Calculate the mass of a non-volatile solute (molar mass $40 \, g \, mol^{-1}$) which should be dissolved in $114 \, g$ octane to reduce its vapour pressure to $80 \%$.

(8 G) Let the vapour pressure of pure octane be $p_{1}^{o}$.
The final vapour pressure is $p_{1} = 0.8 p_{1}^{o}$.
Molar mass of solute,$M_{2} = 40 \, g \, mol^{-1}$.
Mass of octane,$w_{1} = 114 \, g$.
Molar mass of octane $(C_{8}H_{18})$,$M_{1} = (8 \times 12) + (18 \times 1) = 114 \, g \, mol^{-1}$.

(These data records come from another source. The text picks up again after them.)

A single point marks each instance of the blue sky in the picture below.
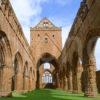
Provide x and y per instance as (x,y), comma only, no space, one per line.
(60,12)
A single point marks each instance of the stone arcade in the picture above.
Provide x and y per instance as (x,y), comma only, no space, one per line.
(72,68)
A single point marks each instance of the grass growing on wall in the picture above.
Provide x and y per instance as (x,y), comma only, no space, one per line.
(48,94)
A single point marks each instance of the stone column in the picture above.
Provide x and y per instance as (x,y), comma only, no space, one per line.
(74,80)
(79,75)
(65,83)
(19,82)
(70,84)
(57,80)
(6,81)
(90,76)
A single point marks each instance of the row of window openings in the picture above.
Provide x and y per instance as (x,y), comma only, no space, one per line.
(52,35)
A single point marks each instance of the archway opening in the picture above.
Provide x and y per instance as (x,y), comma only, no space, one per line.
(46,67)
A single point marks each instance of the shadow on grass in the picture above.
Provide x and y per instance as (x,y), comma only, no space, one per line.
(48,94)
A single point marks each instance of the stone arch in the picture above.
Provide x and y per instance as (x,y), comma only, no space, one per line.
(5,62)
(17,79)
(46,57)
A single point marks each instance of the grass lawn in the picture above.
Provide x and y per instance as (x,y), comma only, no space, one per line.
(48,94)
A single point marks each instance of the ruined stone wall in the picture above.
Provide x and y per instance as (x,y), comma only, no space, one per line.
(98,80)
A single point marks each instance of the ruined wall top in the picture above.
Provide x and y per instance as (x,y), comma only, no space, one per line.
(45,24)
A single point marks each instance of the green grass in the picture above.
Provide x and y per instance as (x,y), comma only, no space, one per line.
(48,94)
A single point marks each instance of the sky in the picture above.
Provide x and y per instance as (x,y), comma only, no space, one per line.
(61,12)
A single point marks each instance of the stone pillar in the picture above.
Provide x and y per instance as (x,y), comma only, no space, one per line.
(79,75)
(26,83)
(90,76)
(70,84)
(74,79)
(65,83)
(6,81)
(57,81)
(19,82)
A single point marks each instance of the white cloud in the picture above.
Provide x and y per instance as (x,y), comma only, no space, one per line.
(64,2)
(28,13)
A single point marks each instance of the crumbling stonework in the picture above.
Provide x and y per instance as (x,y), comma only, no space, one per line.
(21,64)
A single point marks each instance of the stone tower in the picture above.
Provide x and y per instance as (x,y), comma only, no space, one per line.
(46,46)
(46,38)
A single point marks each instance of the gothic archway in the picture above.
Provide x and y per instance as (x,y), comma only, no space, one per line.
(45,58)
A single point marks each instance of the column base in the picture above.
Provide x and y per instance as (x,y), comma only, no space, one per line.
(90,94)
(5,94)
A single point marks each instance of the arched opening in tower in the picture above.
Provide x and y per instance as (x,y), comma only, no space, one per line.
(46,71)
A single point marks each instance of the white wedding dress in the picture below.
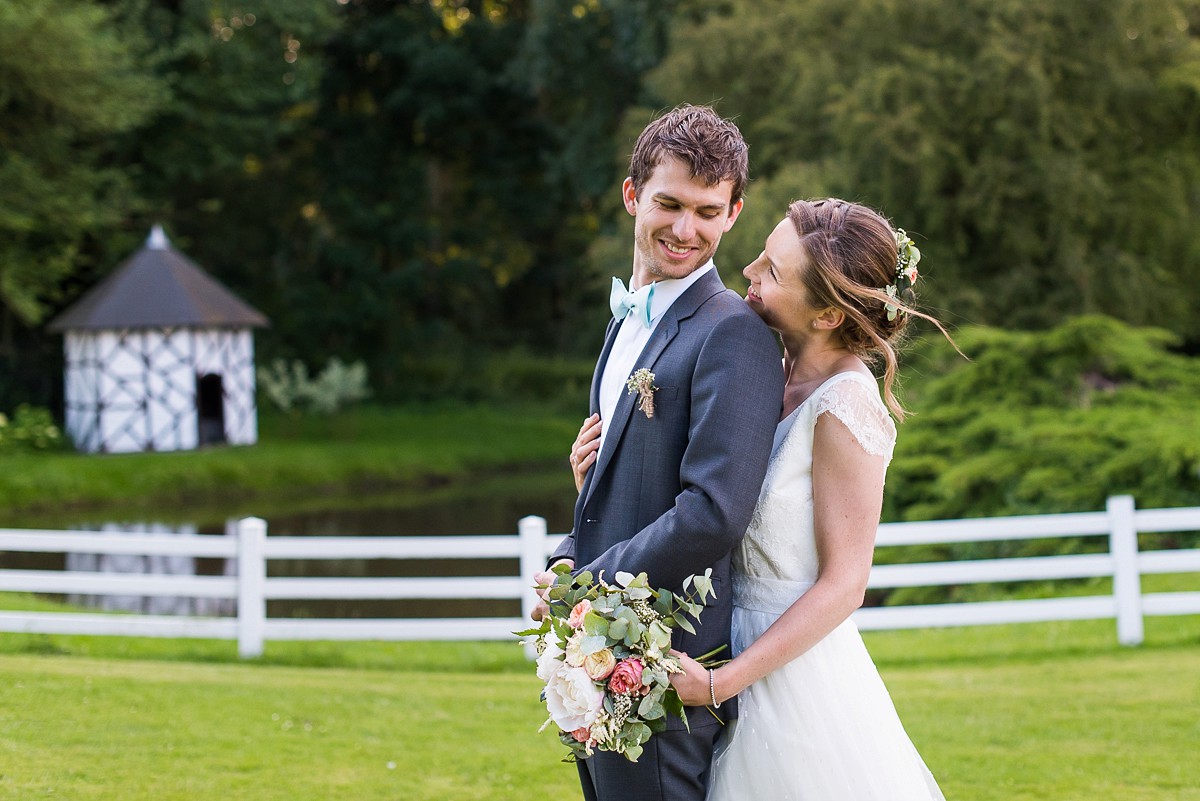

Applying Raoult's Law for relative lowering of vapour pressure:
$\frac{p_{1}^{o} - p_{1}}{p_{1}^{o}} = \frac{w_{2} \times M_{1}}{M_{2} \times w_{1}}$
Substituting the values:
$\frac{p_{1}^{o} - 0.8 p_{1}^{o}}{p_{1}^{o}} = \frac{w_{2} \times 114}{40 \times 114}$
$\frac{0.2 p_{1}^{o}}{p_{1}^{o}} = \frac{w_{2}}{40}$
$0.2 = \frac{w_{2}}{40}$
$w_{2} = 0.2 \times 40 = 8 \, g$.
Hence,the required mass of the solute is $8 \, g$.